# crawdad issue !!!



## 1yeldud1 (Jan 26, 2010)

Ok - I have a crawdad that insists on digging holes under my wood shop and in the flower beds that my wife has planted around this building - I have made it my mission to "evict" this unwanted guest. We have locked horns and thus far he has won. I have made the decision to NOT use chemicals to rid my yard of this gentleman but I am in need of help anybody have any suggestions - I have tried filling in his holes with dirt, small rocks, and even moth balls. He is a WISE and CUNNING soldier. any suggestions - lol


----------



## 69BBNova (May 1, 2012)

I hate saying this but could you flood its entire den by running a water hose?


----------



## MT_Stringer (Jul 21, 2009)

Here is a solution guaranteed to work.


----------



## Magnum (Feb 5, 2010)

THIS LINK may Help.

Maybe I have the Wrong "Animal"??? I though these things lived in the Water, or nearby.

That LINK will take you to 1,000's of Homemade Crawdad Traps.

Similar to the one below. Believe it is to baited with Fresh Raw Fish. As Jim Said Raw Liver would also do the job.

*Just as long as I DON'T Have to eat that Stuff!! (LIVER) *

888888888888888888888888888888888888888888888888888888888888888888888888888888888888










888888888888888888888888888888888888888888888888888888888888888888888888888888888888


----------



## Finn (May 26, 2010)

Bait him with raw liver on a string. Will not let go of it so no need for a hook nor to harm him. We used to catch them by the hundreds to sell for fish bait.


----------



## JustJoe (Oct 26, 2012)

A quick google search taught me that racoons eat crawdads. Just let a couple loose under the house. When they're done eating shoot the racoons.


----------



## Magnum (Feb 5, 2010)

Oh My God!!! *" When they're done eating shoot the racoons."*

Joe! You're a Terrible Person! ....LOL….

Well …... Actually The Squirrels in my Attic drive me Nuts!! Might be a Good Solution to get rid of them!!

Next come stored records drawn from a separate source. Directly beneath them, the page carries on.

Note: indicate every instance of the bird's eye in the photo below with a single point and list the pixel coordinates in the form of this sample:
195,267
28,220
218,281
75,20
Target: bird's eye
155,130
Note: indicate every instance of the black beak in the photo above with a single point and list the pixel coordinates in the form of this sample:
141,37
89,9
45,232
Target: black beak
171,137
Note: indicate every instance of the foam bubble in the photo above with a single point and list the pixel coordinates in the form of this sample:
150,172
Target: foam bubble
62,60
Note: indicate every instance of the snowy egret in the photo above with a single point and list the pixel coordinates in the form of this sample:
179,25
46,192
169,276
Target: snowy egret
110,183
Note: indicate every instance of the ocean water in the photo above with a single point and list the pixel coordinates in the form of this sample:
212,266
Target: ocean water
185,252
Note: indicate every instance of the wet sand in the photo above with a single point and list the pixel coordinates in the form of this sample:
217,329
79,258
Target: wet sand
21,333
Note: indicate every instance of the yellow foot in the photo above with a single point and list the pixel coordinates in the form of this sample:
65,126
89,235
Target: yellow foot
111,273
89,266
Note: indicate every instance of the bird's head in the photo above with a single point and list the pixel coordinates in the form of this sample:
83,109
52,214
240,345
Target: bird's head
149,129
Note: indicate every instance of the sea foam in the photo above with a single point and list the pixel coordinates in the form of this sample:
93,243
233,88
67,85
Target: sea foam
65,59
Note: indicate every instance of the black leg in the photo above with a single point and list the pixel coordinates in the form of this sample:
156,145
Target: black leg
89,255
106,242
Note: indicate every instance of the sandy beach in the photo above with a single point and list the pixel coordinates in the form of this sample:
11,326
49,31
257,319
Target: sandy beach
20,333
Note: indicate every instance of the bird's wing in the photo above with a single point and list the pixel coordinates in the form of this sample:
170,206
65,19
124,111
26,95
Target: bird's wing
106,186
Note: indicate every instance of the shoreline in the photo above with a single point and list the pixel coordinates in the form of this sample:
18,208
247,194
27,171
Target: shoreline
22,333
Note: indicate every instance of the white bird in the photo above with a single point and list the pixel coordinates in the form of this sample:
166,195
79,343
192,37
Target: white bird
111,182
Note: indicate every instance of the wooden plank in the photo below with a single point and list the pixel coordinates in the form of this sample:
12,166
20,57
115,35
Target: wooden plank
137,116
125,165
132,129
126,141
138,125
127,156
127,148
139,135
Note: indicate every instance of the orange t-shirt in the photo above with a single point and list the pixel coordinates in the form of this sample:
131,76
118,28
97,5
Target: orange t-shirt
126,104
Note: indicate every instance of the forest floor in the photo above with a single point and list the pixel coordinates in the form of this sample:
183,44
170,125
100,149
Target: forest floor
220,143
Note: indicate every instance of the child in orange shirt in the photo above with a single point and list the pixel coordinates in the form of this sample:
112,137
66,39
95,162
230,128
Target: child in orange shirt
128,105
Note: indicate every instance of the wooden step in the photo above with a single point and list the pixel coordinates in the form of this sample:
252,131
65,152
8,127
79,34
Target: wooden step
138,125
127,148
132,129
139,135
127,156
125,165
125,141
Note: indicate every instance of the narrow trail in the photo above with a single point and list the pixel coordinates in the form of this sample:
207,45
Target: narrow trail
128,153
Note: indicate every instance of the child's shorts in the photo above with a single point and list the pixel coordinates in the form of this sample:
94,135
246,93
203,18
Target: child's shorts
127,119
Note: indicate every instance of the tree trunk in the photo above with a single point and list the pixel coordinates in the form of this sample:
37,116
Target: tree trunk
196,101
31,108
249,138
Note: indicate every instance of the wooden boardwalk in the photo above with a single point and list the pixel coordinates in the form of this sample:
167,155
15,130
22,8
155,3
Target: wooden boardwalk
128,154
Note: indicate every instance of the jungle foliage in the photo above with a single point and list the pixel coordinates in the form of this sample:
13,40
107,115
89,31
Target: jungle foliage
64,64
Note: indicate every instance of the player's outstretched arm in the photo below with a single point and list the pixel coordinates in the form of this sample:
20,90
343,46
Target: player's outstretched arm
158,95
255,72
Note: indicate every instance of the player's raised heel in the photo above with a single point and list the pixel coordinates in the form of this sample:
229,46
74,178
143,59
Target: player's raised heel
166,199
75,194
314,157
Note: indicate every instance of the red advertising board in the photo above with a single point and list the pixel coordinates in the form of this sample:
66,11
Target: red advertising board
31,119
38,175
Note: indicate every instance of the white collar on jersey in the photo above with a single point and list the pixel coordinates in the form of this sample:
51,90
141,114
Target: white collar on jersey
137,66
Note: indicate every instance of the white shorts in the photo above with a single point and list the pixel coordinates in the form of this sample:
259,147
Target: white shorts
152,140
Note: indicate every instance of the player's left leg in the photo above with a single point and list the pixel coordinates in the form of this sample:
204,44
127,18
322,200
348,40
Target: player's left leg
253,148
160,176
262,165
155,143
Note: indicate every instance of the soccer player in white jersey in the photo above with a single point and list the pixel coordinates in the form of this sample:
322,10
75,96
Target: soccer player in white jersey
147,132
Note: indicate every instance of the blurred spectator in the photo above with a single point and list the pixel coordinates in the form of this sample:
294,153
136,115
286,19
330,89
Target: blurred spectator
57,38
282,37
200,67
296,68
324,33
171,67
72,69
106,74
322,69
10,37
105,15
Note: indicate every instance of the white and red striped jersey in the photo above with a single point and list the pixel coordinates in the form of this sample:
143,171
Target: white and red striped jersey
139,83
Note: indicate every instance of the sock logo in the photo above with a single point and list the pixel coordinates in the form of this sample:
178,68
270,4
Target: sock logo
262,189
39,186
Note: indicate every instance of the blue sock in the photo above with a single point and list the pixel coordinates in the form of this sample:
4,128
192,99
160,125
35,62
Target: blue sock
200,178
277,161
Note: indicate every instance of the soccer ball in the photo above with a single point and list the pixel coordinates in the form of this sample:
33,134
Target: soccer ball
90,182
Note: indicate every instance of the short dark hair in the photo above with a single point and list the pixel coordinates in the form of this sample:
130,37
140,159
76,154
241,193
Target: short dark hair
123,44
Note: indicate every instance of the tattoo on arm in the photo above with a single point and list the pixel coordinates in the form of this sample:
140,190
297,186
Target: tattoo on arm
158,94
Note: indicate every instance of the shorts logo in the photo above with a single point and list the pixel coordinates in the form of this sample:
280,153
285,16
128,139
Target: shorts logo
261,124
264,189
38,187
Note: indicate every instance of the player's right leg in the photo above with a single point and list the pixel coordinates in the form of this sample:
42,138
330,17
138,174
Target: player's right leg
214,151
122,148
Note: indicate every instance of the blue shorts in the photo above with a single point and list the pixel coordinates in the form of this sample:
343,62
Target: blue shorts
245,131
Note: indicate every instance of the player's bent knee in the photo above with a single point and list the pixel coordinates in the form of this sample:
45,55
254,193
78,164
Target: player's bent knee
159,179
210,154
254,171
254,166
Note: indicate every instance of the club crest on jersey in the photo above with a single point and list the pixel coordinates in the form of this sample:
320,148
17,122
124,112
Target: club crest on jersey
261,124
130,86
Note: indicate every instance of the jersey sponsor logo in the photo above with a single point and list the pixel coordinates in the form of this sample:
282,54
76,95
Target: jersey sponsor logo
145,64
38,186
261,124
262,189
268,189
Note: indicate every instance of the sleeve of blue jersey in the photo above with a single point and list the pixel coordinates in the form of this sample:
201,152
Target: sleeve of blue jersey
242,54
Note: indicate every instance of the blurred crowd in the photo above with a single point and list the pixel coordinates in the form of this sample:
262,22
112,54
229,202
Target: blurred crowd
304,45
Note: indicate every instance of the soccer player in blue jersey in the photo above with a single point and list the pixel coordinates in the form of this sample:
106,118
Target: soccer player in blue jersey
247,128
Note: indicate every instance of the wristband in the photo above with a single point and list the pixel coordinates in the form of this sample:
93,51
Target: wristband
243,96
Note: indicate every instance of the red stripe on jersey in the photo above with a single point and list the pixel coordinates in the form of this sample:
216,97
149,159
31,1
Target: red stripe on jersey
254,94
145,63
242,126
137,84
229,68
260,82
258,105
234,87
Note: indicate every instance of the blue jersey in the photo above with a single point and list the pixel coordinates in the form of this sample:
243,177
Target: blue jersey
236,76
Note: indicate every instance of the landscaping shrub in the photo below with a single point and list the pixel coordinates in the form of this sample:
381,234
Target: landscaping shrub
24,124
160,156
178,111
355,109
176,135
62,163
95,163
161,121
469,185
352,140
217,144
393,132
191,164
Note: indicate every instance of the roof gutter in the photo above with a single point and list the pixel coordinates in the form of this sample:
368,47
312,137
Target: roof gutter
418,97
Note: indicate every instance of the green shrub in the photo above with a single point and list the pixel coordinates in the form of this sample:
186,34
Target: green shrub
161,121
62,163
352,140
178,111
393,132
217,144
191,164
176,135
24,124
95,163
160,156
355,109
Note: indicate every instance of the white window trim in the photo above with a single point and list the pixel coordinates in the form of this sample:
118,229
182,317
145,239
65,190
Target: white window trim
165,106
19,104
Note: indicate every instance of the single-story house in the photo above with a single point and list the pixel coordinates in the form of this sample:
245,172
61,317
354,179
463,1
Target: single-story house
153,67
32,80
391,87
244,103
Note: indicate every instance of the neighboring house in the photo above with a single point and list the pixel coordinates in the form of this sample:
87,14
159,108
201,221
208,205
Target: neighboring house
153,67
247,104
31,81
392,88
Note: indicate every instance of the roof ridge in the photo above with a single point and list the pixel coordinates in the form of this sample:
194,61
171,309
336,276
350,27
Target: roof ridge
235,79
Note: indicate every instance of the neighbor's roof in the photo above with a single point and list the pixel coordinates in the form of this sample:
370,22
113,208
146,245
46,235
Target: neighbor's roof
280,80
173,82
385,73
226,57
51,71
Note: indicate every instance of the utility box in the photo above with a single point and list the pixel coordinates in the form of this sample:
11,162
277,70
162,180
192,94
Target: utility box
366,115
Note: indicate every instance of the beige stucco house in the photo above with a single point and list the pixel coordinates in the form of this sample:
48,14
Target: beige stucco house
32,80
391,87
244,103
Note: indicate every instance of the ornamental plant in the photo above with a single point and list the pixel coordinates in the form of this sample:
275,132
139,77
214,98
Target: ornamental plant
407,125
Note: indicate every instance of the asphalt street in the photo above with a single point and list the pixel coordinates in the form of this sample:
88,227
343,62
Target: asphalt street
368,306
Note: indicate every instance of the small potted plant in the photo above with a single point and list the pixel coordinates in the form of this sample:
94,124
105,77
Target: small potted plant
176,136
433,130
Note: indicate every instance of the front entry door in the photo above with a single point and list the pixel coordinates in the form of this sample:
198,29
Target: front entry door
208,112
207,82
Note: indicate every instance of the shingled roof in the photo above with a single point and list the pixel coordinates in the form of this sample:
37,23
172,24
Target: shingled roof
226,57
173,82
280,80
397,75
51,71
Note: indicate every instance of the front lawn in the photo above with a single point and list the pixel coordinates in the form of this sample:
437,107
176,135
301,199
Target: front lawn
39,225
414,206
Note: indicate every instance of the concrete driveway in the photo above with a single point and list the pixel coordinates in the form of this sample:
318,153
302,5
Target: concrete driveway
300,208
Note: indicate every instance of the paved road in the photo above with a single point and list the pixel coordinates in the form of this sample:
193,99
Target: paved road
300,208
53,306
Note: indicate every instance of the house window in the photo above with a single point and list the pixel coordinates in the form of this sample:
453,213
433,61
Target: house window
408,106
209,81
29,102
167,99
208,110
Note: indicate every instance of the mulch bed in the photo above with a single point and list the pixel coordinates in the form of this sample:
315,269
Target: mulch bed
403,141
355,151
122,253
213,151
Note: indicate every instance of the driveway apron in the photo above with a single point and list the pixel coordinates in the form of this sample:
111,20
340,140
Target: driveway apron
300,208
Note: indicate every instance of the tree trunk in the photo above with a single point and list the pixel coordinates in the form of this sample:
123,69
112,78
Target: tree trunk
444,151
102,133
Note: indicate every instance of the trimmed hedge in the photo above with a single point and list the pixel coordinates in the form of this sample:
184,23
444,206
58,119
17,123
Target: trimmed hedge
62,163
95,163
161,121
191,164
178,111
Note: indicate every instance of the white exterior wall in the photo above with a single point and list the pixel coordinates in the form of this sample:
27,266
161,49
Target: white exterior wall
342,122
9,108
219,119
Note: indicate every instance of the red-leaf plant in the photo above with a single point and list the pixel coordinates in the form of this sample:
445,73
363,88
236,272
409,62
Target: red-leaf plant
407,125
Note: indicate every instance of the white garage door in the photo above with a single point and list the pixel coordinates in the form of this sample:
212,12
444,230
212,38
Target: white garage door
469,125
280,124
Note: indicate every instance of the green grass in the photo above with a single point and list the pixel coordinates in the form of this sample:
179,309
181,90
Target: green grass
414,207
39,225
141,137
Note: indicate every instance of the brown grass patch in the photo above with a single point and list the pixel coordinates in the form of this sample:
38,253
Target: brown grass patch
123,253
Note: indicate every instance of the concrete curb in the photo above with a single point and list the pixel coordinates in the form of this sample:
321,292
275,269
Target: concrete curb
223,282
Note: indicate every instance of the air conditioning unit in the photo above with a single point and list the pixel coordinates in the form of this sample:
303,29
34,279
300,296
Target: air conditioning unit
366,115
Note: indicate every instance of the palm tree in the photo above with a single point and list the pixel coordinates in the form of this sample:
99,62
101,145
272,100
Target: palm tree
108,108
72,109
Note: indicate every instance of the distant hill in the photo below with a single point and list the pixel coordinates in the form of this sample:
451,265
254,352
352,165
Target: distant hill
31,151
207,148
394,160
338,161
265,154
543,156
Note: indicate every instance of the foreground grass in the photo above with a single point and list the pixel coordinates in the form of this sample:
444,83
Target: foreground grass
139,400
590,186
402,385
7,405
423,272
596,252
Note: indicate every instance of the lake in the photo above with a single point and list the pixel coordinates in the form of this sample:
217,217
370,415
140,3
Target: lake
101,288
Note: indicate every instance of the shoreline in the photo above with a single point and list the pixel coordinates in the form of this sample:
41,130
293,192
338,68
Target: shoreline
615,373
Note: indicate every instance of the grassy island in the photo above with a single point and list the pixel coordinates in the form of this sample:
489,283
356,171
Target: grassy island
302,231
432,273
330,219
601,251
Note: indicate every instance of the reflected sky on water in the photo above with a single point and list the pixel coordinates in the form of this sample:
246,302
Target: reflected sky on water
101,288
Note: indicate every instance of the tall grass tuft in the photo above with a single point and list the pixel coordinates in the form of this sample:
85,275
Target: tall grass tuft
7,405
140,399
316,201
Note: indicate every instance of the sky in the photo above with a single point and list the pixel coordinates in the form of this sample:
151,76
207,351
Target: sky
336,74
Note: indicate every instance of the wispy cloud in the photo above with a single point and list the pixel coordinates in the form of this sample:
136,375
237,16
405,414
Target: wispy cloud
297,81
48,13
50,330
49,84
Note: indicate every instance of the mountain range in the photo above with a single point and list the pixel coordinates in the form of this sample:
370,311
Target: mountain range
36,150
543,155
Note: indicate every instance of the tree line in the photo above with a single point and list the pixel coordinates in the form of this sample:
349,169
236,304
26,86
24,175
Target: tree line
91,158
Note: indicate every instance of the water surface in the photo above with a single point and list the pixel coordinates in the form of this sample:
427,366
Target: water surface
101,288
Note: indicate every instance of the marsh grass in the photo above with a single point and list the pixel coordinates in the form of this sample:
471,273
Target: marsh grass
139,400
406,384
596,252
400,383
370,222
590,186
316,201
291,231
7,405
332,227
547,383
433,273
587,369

Changed my Mind ….. *Thanks Joe!!*


----------



## renners (Apr 9, 2010)

I'd have thought a 5 iron would do the trick.


----------



## DonBroussard (Mar 27, 2012)

Crawdads (aka crawfish) are scared of people, especially those in south Louisiana. Crawfish are food to us. I can send you a recipe for crawfish étouffée-you can post it by his house and it should make him run away FAST!


----------



## 1yeldud1 (Jan 26, 2010)

LOL - thanks for the ideas - this creature and I are at battle - I will give the ideas a try - possibly water under the floor wont work now as it is 10 degrees in Missouri - I promise i wont EAT the liver OR the crawfish - Keep coming with the ideas as this guy is hard to catch !!


----------



## Picklehead (Feb 12, 2013)

Ok, I gotta get clarified. I, like Rick, am thinking of a crayfish, a little lobster-like creature that lives in water? Do these things burrow like moles? Is this the same animal? Smallmouth love crawdads/crayfish! Maybe I can catch one of those in the spring and send it to you to put under your shop.


----------



## juniorjock (Feb 3, 2008)

This critter is kinda like what you find in the creeks and rivers, but is a hell of a lot tougher. I'm not sure that a small mouth would give them a second look. I have caught a few of these monsters by dangling a night crawler down in one of their fresh holes. Just wait for the bite, then gently pull them up. And yes, they do burrow like moles. These things usually leave a pile of mud where their "door" is.


----------



## CharlieM1958 (Nov 7, 2006)

All you need is a small gator!


----------



## juniorjock (Feb 3, 2008)

10-4 on the gator . . . .


----------



## lightcs1776 (Nov 14, 2013)

I don't know how to catch 'em., but I sure do know how to eat 'em. I love having crawdads when I visit the beautiful South.


----------